Hillary Clinton |
Gary Gensler |
There’s something wrong in the first place with a supposed democratic
political system in which the most important qualification of a political candidate
is his or her fundraising ability.
President Obama had the edge in both 2008
and 2012 as he continued to be bankrolled
by the financial sector.
What was okay for President Obama, however, is considered
bad form for Hillary Clinton. Figures, doesn’t it? The guy can get all the
money he needs from Wall Street, but a female presidential candidate faces
criticism for accepting funds from major financial institutions.
In the meantime, Bloomberg just published a breathless
"exclusive" that 2016 presidential candidate “Hillary Clinton is planning to
name Gary Gensler, a former top federal financial regulator and strong
advocate for strict Wall Street rules, as the chief financial officer of her
campaign, according to a Democrat familiar with the decision.”

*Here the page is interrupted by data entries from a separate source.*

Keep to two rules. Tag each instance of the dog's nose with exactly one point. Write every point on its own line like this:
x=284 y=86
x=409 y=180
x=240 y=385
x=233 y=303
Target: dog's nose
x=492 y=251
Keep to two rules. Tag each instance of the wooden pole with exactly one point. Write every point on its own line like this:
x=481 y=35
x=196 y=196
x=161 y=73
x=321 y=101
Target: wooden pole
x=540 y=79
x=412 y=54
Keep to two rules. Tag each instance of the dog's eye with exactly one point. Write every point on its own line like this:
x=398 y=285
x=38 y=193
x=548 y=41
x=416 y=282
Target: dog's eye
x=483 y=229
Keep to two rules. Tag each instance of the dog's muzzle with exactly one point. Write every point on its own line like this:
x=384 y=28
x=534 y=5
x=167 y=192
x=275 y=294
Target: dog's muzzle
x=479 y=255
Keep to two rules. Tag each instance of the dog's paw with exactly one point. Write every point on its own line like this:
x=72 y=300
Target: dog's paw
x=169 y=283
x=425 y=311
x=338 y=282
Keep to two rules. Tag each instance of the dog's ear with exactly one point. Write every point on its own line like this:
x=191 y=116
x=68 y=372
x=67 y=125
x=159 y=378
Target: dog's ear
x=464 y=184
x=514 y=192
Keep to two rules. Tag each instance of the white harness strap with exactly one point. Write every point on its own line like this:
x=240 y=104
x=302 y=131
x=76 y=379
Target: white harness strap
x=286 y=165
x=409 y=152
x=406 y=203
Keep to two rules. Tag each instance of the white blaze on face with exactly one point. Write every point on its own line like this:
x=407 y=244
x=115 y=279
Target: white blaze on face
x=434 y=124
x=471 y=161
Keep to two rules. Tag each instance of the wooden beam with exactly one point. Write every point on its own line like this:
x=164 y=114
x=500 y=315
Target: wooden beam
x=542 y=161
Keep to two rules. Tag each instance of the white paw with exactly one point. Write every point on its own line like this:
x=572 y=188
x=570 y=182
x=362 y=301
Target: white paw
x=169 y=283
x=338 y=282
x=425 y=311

Gensler, in his role as chairman of the Commodity Futures Trading Commission, was a leading player in the drafting and then implementation of the Dodd-Frank Act, the financial rules that President Barack Obama signed into law in 2010 in the wake of the worst financial crisis since the Great Depression. Gensler also served in President Bill Clinton's Treasury Department.
There’s that left flank again:
For Clinton, who has been fighting her left flank’s concern that she is too cozy with Wall Street, Gensler is a notable hire. He became known as someone with sharp elbows —even during his negotiations within the Obama administration—in his push for tighter regulation.